天国に繋がる「風の電話」へ、今日もまた人々が訪れる。
東日本大震災で家族を失った高校生のハル(モトーラ世理奈)は、広島に住む祖母の家に身を寄せているが、気持ちは岩手県大槌町に向いていた。ある日、故郷を目指し、意を決して電車に飛び乗るハル。ヒッチハイクをして様々な人と出会い、別れを繰り返しながらハルは大槌町にたどり着く。そこで“風の電話”という亡くなった人に想いを伝える電話の存在を知り、導かれるように旅の終着点に向かっていく―。

公開日 2020年1月24日(金)公開
監督 諏訪敦彦
脚本 狗飼恭子、諏訪敦彦
出演 モトーラ世理奈、西島秀俊、西田敏行(特別出演)、三浦友和 ほか
劇場(兵庫) 神戸国際松竹、MOVIXあまがさき、イオンシネマ加古川
公式サイト http://www.kazenodenwa.com/

 

モトーラ世理奈 Serena Motola
1998年10月9日生まれ、東京都出身。
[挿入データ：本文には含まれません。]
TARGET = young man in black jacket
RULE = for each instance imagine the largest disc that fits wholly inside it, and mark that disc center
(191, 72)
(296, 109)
2015年に雑誌『装苑』でモデルデビュー、2018年に映画『少女邂逅』で映画デビュー。2018年、NHKドラマ『透明なゆりかご』での演技で視聴者に大きな印象を残し、2019年には映画『おいしい家族』や映画・シンドラ・Hulu『ブラック校則』に出演。2020年は『猫、かえる』1月18日公開、『恋恋豆花』2月22日公開と、今後さらなる活躍が期待される注目の新人女優。

諏訪敦彦 Nobuhiro Suwa
1960年生まれ、広島県出身。1999年に『M/OTHER』で第52回カンヌ映画祭国際批評家連盟賞、第14回高崎映画祭最優秀作品賞、第54回毎日映画コンクール脚本賞を受賞。2019年、フランスの伝説的俳優ジャン=ピエール・レオーを主演に迎えた「ラインは今夜死ぬ」を発表した。東京藝術大学大学院映像研究科教授。